Iranian Filmmakers at LFF: Bridge Over Troubled Border
The BFI London Film Festival is practically the last stop for Iranian films on their annual festival journey, which usually kicks off at Berlinale. This year, thanks to major retrospectives of contemporary and pre-revolutionary Iranian films at Fribourg International Film Festival and the Edinburgh International Film Festival, there has been a joyous feeling of revival in the air, unprecedented since the critical success of Iranian films in the early 1990s.
Even if the retrospectives led to a belated appreciation in Europe of the Iranian New (Wave) cinema of the 1960s and 1970s, there remains much confusion about contemporary Iranian films, and this is reflected in other festival programmes. The BFI London Film Festival – known for offering an up-to-date survey of national cinemas – has shown less interest in Iranian cinema over the last few years, evident this year in the drastically low number of Iranian films being screened.
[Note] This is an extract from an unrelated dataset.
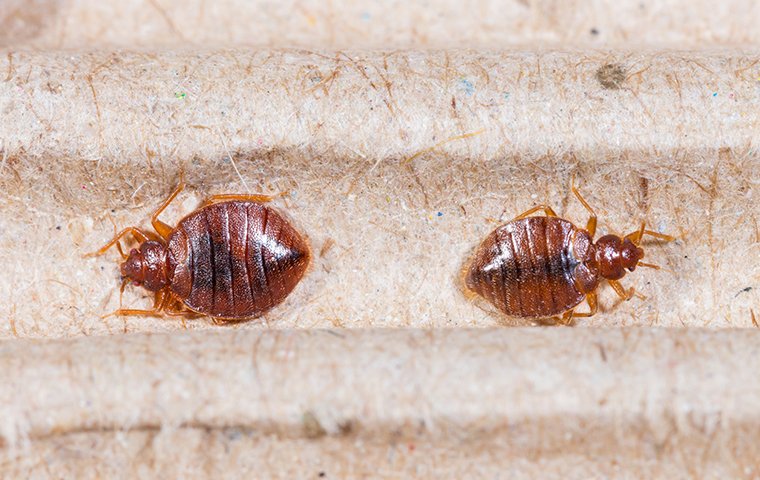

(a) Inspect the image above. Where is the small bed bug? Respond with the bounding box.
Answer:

This might be explained in part by two major external factors: 1) After Edinburgh’s special focus on Iran, where many of the better Iranian films of the year were handpicked by the festival, none of the same films had any chance of reaching London. LFF won’t show films premiered at EIFF. 2) The distribution of Iranian films outside of Iran has been disastrous, due to limitations in accessing the international market, the problem of cash transfer, restricted postal services and slow internet services, which rule out any possibility of uploading online screeners.